Neste mesmo comunicado de imprensa também escreveu que “(...) o texto do PCP era omisso em relação à questão da negociação para a paz (...)” quando o seu partido sublinha a necessidade de diálogo entre as partes envolvidas, elemento esse que encontrou em falta, o que conduziu (não só mas também) a decidir abster-se.
Só que tudo isto evoca factos, certamente incómodos, a que temos de voltar: quando Barack Obama impôs a Netanyahu o congelamento de toda e qualquer construção nos colonatos, e durante um ano nem uma varanda se pôs numa casa, mesmo então Mahmoud Abbas recusou negociar com Israel. E até antes disso, quando não havia sequer colonatos na Judeia e na Samaria – Cisjordânia –, os palestinianos reconheceram o direito do povo judeu à autodeterminação? A mesma que querem ver reconhecida? E hoje? E agora? Reconhecem-nos esse direito? O direito à autodeterminação é um valor aos olhos da esquerda solidária, igualitária e anti-colonial, não é? Ou depende de quem por ele clama? (A propósito, nunca vi a mesma obsessão dessa esquerda em relação ao direito à autodeterminação do povo curdo).
Então porquê, Joacine, levantar questões e baralhar com factos as posições dogmáticas dos seus correligionários? Já agora, menciona no seu já referido comunicado os “bloqueios económicos” sofridos pelo povo palestiniano na Faixa de Gaza. Se não fosse sensível à sua presente situação no Livre, convidá-la-ia a ir a Israel, ao terminal de Kerem Shalom, para assistir à passagem diária de 500 a 600 camiões israelitas carregados de alimentos, medicamentos e outro bens destinados à população de Gaza. Levá-la-ia também ao terminal de Erez, igualmente na fronteira com Gaza, para que pudesse testemunhar as centenas de palestinianos que o atravessam diariamente para receberem tratamento nos hospitais israelitas.

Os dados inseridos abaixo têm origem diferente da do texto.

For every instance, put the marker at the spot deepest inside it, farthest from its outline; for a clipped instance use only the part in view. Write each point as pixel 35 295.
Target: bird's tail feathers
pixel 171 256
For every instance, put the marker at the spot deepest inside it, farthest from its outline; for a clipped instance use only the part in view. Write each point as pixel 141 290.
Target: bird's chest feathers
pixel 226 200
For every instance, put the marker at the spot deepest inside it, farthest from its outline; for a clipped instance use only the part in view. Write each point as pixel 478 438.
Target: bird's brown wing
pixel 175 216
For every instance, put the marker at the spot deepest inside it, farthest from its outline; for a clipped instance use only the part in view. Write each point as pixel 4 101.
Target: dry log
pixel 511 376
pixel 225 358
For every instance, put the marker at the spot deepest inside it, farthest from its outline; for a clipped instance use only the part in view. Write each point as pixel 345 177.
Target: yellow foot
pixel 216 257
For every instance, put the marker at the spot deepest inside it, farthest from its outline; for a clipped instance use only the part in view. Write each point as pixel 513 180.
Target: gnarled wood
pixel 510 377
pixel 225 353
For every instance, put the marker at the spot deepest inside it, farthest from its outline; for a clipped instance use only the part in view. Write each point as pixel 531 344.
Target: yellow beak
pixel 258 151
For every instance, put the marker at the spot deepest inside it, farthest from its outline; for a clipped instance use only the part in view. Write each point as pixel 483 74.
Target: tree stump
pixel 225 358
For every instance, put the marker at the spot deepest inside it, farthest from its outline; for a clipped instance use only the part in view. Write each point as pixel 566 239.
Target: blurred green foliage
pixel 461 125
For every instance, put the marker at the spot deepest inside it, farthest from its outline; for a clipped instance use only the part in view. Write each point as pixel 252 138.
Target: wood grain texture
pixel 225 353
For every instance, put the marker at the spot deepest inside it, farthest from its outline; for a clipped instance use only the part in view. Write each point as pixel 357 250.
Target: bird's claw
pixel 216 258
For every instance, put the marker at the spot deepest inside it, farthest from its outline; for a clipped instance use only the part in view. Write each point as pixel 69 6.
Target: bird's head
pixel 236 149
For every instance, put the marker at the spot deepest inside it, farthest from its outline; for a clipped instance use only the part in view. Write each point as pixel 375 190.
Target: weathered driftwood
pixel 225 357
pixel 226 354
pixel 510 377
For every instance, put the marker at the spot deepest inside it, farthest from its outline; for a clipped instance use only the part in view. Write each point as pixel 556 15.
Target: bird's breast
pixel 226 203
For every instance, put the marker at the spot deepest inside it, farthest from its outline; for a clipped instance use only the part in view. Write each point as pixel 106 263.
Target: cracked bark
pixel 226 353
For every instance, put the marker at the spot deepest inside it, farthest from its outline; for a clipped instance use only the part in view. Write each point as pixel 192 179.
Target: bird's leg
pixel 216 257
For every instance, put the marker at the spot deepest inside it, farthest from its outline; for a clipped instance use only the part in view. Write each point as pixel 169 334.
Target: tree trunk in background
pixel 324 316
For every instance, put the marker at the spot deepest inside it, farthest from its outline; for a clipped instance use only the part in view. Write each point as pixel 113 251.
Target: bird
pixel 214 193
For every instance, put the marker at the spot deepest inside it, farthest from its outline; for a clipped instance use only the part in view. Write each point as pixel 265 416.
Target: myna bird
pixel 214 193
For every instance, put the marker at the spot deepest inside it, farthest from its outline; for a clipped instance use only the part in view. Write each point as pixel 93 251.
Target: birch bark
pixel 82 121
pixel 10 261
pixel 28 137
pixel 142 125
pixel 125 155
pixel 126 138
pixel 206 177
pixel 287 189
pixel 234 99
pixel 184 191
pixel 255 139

E já ouviu falar de Yahya Sinwar? É o actual chefe militar da organização terrorista Hamas e sofria de um tumor cerebral. Foi curado num hospital em Israel enquanto esteve preso. Irónico, não é?
Mas também, quem disse que os factos são sempre o mais importante nas histórias? Ainda para mais quando falamos de Israel, o país que consegue, pasme-se, ser simultaneamente a única democracia na região e, na opinião de certa esquerda, a origem do mal no mundo.
Há dias, depois de uma chuva de 560 mísseis em 48 horas com a marca da Jihad Islâmica (e o alto patrocínio do Irão) contra os nossos cidadãos, precisamente proveniente de Gaza, até o Ministério dos Negócios Estrangeiros de Portugal tweetou que: “Indiscriminate firing of rockets against civilian population is totally unacceptable and must stop immediately.”
É por tudo isto, cara Joacine, que nada seria mais natural e lógico do que, no Parlamento português, ver aprovado um voto de condenação pela agressão israelita na Faixa de Gaza. Não deixe, reitero, que os factos (v)os confundam.
Take care!
PS: Aproveito a oportunidade para louvar a sua iniciativa relativa a Aristides de Sousa Mendes. Nada mais Justo.